Four datasets: thesaurus entries for comedy and drama; portrayal of robots in science fiction; role of culture in children's recall of stories; role of cultural knowledge in the decision making process.


Over time, portrayal of robots has become more complex. Social knowledge appears to have decreased then returned to original level. Diversity of culture has increased. Shared vision remained comparable.

"In other words, over time the number of concepts used by the majority to discuss concepts has decreased while the degree of interconnection among those concepts has increased. These authors may be using fewer similar words to describe robots but they are using those words in a more similar fashion" (299).

"Clearly, there is less social knowledge about robots across the decades than there is unique knowledge. Nevertheless, sufficient changes pervade the culture that the overall view of robots as portrayed by these authors changed from bad to good. Clearly part of what is unique to each period are technological changes reflecting current science fiction thinking. Another major part of what is unique to each period is the portrayal of how people in the books respond to the robots, the portrayal of the expected culture" (303).

"These examples serve to illustrate the added benefits of map analysis. they demonstrate that by taking a more cognitive approach to coding texts we can gain additional information on culture.
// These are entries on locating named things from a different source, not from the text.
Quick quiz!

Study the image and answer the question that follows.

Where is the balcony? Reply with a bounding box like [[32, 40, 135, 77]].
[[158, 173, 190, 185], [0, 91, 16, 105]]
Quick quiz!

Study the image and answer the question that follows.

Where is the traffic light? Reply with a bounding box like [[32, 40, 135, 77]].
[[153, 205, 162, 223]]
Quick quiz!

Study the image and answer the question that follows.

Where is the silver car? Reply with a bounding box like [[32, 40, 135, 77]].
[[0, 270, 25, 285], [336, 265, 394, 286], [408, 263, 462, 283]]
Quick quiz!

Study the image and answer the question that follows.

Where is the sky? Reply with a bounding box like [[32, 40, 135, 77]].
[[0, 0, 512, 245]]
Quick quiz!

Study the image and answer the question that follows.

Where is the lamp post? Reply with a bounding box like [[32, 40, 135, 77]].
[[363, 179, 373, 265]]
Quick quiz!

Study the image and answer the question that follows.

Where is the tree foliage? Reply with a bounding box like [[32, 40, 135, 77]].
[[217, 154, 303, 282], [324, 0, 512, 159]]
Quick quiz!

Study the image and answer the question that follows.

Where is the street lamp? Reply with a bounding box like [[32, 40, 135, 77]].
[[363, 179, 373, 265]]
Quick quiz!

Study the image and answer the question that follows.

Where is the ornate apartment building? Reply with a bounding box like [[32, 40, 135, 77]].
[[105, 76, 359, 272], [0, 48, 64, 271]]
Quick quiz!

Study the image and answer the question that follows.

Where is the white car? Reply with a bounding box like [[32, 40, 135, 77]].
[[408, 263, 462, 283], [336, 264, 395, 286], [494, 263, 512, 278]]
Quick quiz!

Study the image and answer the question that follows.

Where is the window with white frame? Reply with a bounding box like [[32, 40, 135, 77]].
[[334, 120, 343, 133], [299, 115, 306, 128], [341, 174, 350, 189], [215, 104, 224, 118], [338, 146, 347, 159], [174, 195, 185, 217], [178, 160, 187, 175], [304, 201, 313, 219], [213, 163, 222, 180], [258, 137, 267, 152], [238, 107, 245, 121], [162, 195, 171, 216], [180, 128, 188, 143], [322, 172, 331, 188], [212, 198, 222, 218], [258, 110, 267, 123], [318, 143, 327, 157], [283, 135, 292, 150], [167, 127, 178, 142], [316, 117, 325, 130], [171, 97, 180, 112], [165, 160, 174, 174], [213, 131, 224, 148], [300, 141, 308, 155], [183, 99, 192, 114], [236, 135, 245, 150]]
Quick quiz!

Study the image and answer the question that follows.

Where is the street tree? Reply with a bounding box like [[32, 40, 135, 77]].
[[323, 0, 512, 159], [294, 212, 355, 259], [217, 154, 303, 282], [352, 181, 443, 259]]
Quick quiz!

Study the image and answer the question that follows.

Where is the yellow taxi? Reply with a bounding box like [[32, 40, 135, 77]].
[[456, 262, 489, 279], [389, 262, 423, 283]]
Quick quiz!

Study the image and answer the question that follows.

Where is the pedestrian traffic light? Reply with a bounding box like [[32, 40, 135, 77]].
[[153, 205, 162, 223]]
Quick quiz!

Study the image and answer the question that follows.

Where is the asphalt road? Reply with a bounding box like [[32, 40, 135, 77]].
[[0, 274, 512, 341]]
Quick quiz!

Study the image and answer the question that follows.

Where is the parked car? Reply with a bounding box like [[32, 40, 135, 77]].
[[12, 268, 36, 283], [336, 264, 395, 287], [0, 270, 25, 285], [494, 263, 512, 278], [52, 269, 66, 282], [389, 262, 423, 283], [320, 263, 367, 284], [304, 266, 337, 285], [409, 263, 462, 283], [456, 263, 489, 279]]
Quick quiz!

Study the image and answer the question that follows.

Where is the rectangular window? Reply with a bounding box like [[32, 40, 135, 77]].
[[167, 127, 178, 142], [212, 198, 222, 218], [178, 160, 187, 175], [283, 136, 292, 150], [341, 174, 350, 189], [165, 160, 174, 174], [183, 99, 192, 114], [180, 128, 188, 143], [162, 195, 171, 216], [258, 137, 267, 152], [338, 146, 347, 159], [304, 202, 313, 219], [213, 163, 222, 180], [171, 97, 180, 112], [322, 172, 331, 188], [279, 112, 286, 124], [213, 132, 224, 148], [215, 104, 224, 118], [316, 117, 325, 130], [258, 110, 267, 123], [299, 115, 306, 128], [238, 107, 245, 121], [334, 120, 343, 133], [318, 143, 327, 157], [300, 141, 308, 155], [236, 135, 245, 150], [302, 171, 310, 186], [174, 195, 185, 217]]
In general, it is often most informative to compare the results from a content analysis with those of a map analysis; e.g., to first examine concepts and then to move on to the examination of statements" (310).


Two of the four examples I've seen before, so this essay seemed a little more basic than it would have before I'd begun making my way through the CASOS papers.
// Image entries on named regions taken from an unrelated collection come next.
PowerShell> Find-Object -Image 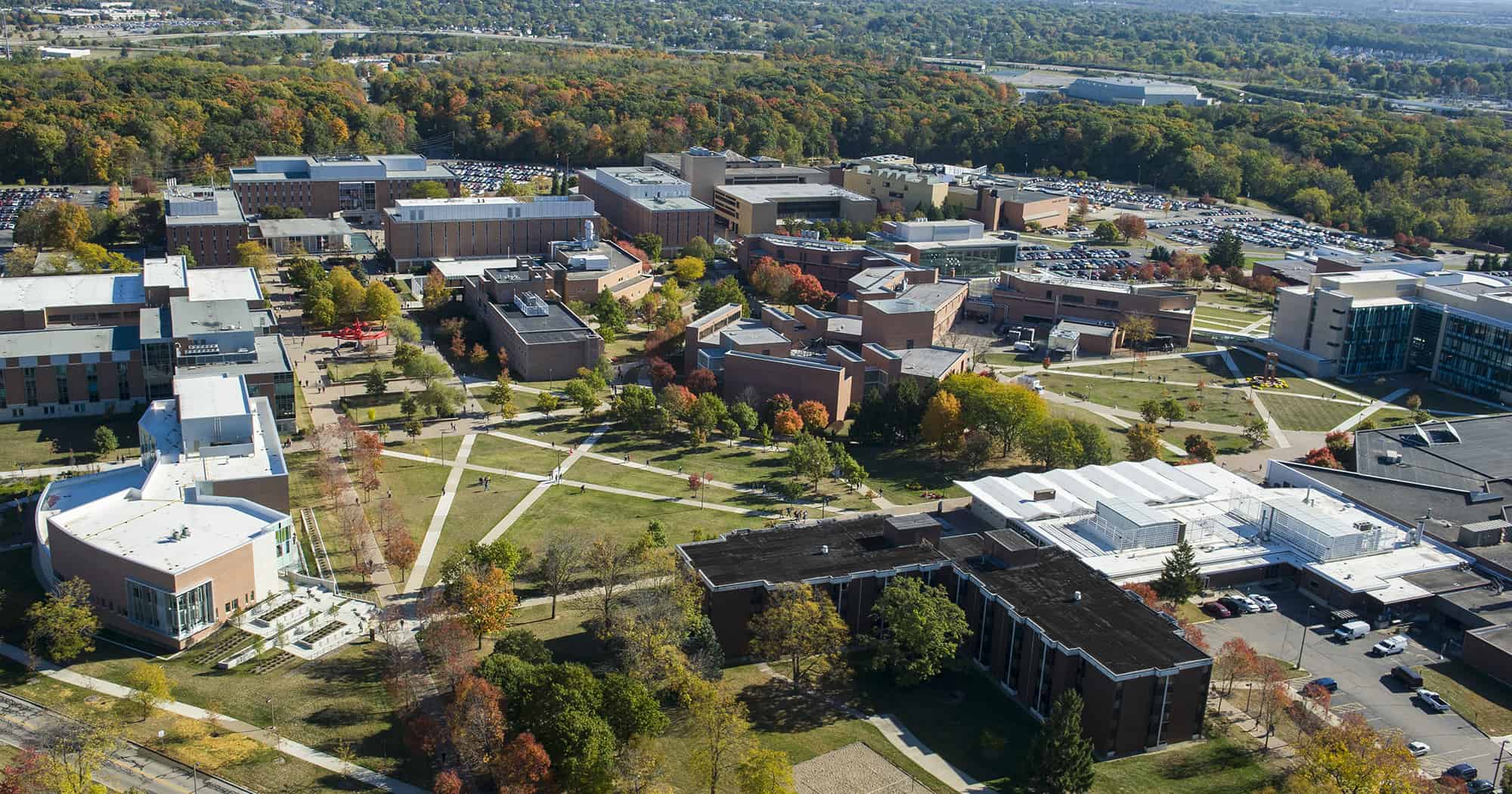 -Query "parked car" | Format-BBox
[1334,620,1370,643]
[1391,664,1423,691]
[1202,600,1234,617]
[1444,764,1480,780]
[1417,690,1452,711]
Even though the terminology is a little different than previous papers, it's similar enough to provide a nice example of empirically verifying what might otherwise be interpretive hunches. I focus in my notes on the robot example, of course, but this is true of each of these examples.

One point that doesn't emerge in Carley's analysis that seemed particularly appropriate for the robot example is the diachronics of that data set. Particularly in science fiction (or any specialist genre), it's likely that writers in the later periods would have read writers in the earlier ones. What kind of effect that would have on questions of shared knowledge, diversity, and density is something I'd have to think through--there is something, however, to the idea that someone in the 80s writing about robots might consciously wish to break from (or reinscribe), say, Asimov's treatment. Culture changes, yes, but I'm not sure she accounts here for the cumulative and recursive possibilities of that change.

It's less an issue in her other examples, though, and insofar as this article is meant to demonstrate the analyses first and foremost, it's more something for me to ponder than anything else.

Kaufer, David S., and Kathleen M. Carley. "Condensation Symbols: Their Variety and Rhetorical Function in Political Discourse."

Kaufer, David S., and Kathleen M. Carley. "Condensation Symbols: Their Variety and Rhetorical Function in Political Discourse." Philosophy and Rhetoric 26.3 (1993): 201-226. [link to CASOS]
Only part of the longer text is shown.